How can a company achieve and sustain this 15% level?

In fact, economic theory and common sense tell us that, over a given period, ROCE corresponds to the return that is required under normal conditions, given the level of risk. And this is increasingly the case with deregulation and technical advances, which are doing away with barriers to entry faster and faster. Major groups who are leaders in their fields with patents, well known brand names, strong market share and powerful distribution tools on mature sectors only manage to make back their cost of capital or slightly more. These include ENI, Bayer, Air Liquide and… Coca-Cola.

A company creates value when it invests in projects that, at average risk, return, nowadays, 7 to 9%, and not 15% and above.
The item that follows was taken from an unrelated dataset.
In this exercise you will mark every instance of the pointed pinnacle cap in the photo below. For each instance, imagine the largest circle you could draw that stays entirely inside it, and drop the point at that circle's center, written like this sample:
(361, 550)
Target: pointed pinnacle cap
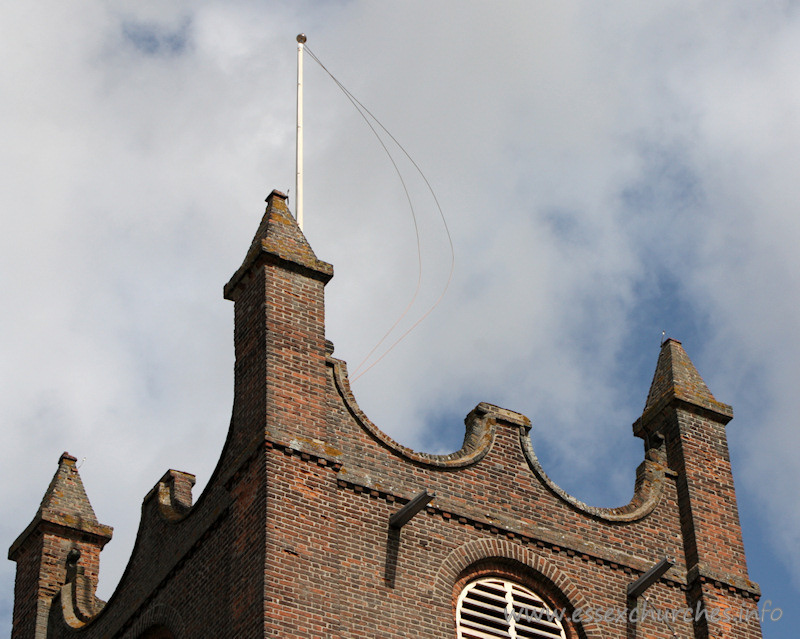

To demand 15% is to miss out on lots of value-creating investments!
For an investor to demand 15% at an average risk level would be just as unreasonable as to demand an immediate 50% jump in the minimum wage or a 33% cut in the working week at the same salary. Even Karl Marx wouldn't be that unreasonable!
At an average level of risk, a 15% return is unsustainable and is unjustifiable from a theoretical point of view and therefore is no more justified than the Coué method. Obstinately demanding 15% can push managers into dangerous behaviour, such as excess debt and aggressive deconsolidation. Let's hope that the managers who set this 15% target do so on equity that has been subject to one-off write-downs or goodwill, in fact achieving just 9% on total shareholders' equity. If they do so, then we can forgive them!